NEAL CASAL: I used to play in this band called Beachwood Sparks [pictured, below right], a really brilliant band from California who had made a few very great records. Thom produced one of their records so I got to know him through the Beachwood Sparks connection. We also have a few other mutual friends, we’ve known each other for a few years and talked about doing things a lot but never really got to it until now, and as it turns out we just have so many mutual people out here in California. We’re part of the same scene, you know? Working with Thom was an incredible experience, I can’t say enough good things about him. Just a massively talented guy. Brilliant producer and engineer, great ears and aesthetics. He’s so deeply committed to music and the records he makes that it’s just inspiring, really.

PHAWKER: This is your tenth release since ’95. How do you feel looking back on that first record and then seeing Sweeten the Distance after recording it and hearing the progress?
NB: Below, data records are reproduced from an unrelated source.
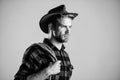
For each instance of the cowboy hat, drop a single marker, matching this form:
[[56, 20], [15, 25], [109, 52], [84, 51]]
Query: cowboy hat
[[57, 11]]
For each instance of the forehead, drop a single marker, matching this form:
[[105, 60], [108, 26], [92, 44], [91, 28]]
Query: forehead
[[65, 21]]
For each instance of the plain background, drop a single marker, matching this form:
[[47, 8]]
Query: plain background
[[94, 45]]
NEAL CASAL: Luckily I feel like I am making progress and that my best days are ahead of me and not behind me. Some people peak really early in their lives and their constantly trying to chase what they’ve done previously or trying to top what they’ve done previously. For me, I’ve been on a slow curve of evolution and improvement over the years. I feel like my new record for the most part is better and it really does show a lot of improvement. I love my first records, there was a certain freshness and energy about the first record that was really unique and I get nostalgic for it sometimes but it’s something I can never recapture. It’s like your first love, it only happens once. But I’d much rather be where I am now. I certainly wouldn’t want to relive any old days or go back to anything I was doing then. I know I’m a better player, a better singer, a better songwriter now – my ideas and concepts have evolved so much so I think I’m in a much better place now.

PHAWKER: The songwriting has definitely matured.
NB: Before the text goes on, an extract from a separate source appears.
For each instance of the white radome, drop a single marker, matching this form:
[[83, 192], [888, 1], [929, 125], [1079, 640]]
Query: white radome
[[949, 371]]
NEAL CASAL: Oh yeah, there’s no question. And the singing, too is a really big thing. My singing is so much better now. My voice did well by having a little bit of life experience behind it. Some people’s voices just get wrecked and shattered as they get older but I think mine as of this moment has settled into a really nice place where I still have some of the range and sweetness of my younger voice but there’s more maturity in it now. A bit more of a lived-in quality and a confidence you can just get by getting older. I think right now things are looking pretty good.